There are two types of sirwal, long and short. Short sarawil are worn by most Saudi men. Men of the Western Region usually wear long sarawil.

Uniforms[edit]

Algerian soldier of the French Army wearing seroual trousers as part of his zouave style uniform 1913.

The seroual formed part of the standard uniform for the Mameluke[1][2][6] squadrons of Napoleon's Imperial Guard, and for the Zouave and other North African regiments of the French Army from 1830 to 1962. The French Army version of the seroual was notable for being cut so widely that it did not require two separate trouser legs.
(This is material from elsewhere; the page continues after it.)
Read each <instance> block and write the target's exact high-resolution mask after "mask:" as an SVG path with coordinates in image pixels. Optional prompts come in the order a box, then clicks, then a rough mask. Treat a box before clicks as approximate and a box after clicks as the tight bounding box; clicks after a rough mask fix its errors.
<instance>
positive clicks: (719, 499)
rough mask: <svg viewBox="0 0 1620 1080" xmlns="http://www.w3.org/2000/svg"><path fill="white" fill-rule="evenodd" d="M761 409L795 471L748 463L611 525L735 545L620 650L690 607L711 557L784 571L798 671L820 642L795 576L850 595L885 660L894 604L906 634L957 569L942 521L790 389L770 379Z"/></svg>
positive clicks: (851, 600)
During the American Civil War a number of volunteer regiments, designated as zouaves, also wore seroual breeches, though these were usually of chasseur design, being simply baggier versions of conventional trousers.[3]

References[edit]

  1. ^ a b Strachan, Edward (2009) Russian Orientalism & Constantinople, p. 150. Sphinx Fine Art At Google Books. Retrieved 23 August 2013.
  2. ^ a b Pawly, Ronald (2012) Napoleon's Mamelukes, p. 46. Osprey Publishing At Google Books. Retrieved 23 August 2013.
  3. ^ a b Smith, Robin (1996)American Civil War Zouaves, p. 52. Osprey Publishing At Google Books. Retrieved 23 August 2013.
  4. ^ The word is of Persian origin; [shalwār] (F. Steingass: Persian-English Dictionary, p.758a) was borrowed into Greek as σαράβαρα sarábāra, "loose trousers worn by Scythians" (Liddell & Scott, A Greek-English Lexicon). The words used in Balkan languages came through the Ottoman Turks and did not continue the Ancient Greek designation.
  5. ^ "Sirwāl" in Walther Björkman (1997), Encyclopaedia of Islam, 2nd ed., volume IX: San–Sze, edited by C. E. Bosworth, E. van Donzel, W. P. Heinrichs and the late G. Lecomte, Leiden: E. J. Brill, ISBN 90-04-10422-4, page 676
  6. ^ Thomas, Nigel (2012) Armies in the Balkans 1914-18, p. 23. Osprey Publishing. At Google Books. Retrieved 23 August 2013.